The only conclusion I can reach is that some rather clever media management has gone on; “nothing to see here” being its essence. Presumably the argument goes that the government was on the hook for the £230 million per annum of rent, therefore it was on the government balance sheet, and this deal simply moves the assets from one place on the balance sheet to another. Accounting in other words. Hmm…
A further intrigue for my over-active grey cells was an uncomfortable to read article on a very slow news day near Christmas in a national newspaper on the founding entity of Annington. I don’t know anything about the accusations therein, but it was a strange article and whilst it delivered a few jabs, it lacked a heavy punch in my view. It could of course have been entirely a coincidence, but I still feel strangely uncomfortable. Were they connected I wonder?

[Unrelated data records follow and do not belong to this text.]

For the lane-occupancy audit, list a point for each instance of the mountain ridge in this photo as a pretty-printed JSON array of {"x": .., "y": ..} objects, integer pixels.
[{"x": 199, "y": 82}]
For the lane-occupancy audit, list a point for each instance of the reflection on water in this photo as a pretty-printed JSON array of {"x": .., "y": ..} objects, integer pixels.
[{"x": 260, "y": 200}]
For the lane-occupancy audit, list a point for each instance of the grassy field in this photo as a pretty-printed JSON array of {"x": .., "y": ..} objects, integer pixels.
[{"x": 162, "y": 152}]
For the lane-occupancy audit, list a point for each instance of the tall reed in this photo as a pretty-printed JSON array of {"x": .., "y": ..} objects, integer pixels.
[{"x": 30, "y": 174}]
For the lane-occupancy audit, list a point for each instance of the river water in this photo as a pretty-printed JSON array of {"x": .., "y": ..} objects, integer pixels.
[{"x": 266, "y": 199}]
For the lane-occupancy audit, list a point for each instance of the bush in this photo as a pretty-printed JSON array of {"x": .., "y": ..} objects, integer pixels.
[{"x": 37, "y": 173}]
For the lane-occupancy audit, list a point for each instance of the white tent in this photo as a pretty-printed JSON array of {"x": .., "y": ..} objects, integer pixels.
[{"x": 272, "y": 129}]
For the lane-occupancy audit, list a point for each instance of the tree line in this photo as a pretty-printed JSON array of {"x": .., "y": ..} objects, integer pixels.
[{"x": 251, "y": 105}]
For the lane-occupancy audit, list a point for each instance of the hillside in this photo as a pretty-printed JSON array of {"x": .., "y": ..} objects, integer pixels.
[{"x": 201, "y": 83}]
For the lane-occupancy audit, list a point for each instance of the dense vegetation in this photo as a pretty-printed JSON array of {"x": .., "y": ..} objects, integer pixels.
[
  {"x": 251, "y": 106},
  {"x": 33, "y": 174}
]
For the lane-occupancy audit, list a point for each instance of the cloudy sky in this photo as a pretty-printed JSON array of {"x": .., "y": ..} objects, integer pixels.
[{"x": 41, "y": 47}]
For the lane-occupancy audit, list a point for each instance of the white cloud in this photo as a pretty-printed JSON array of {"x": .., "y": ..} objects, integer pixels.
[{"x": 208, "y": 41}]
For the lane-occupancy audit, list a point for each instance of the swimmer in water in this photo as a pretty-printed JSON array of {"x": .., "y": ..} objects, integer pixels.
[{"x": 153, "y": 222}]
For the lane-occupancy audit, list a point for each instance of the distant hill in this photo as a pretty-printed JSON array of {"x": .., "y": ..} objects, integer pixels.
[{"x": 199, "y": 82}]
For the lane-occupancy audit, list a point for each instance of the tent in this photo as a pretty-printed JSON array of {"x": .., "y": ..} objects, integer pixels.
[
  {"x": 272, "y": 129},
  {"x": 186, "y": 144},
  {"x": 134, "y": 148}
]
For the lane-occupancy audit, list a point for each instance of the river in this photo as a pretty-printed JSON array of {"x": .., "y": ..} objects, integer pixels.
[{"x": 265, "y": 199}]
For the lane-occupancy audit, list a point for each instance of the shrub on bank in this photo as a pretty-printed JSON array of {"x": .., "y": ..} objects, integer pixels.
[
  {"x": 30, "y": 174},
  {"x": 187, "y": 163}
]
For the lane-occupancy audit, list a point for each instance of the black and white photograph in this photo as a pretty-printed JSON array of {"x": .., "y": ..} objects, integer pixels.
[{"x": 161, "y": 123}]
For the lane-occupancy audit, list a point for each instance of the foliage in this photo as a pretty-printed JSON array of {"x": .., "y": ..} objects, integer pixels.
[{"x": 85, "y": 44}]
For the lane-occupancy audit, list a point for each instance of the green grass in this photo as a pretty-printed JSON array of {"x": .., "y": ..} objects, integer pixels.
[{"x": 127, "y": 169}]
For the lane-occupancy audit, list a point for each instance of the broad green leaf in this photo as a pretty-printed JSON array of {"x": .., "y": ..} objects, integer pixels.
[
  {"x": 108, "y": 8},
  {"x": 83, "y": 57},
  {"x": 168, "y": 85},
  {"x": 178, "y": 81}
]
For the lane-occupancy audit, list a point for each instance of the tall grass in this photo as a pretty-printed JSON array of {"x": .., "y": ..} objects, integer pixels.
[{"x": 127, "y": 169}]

We are in a different world, and it is one I am rather fearful of. Government can turn chameleon very quickly and play to its own rules. Certainly, the private sector doesn’t have the ability to rewrite contracts in the way government can.
A lot of so called public private partnership deals were done under previous UK governments, and it is reasonable to conclude with the benefit of hindsight that the private sector got the best of a number of those. I wonder if the MOD buy back is going to be seen in the future as a canary in the coal mine. Might we be about to see a number of those PPI deals undone now, especially where government has been “embarrassed”. And whose money will they use (silly question of course) and what might it really cost the already over-burdened taxpayer, and will we ever know? What price then on dealing with government in the future I wonder? To my mind the MOD buy back raises a lot more questions than it answers.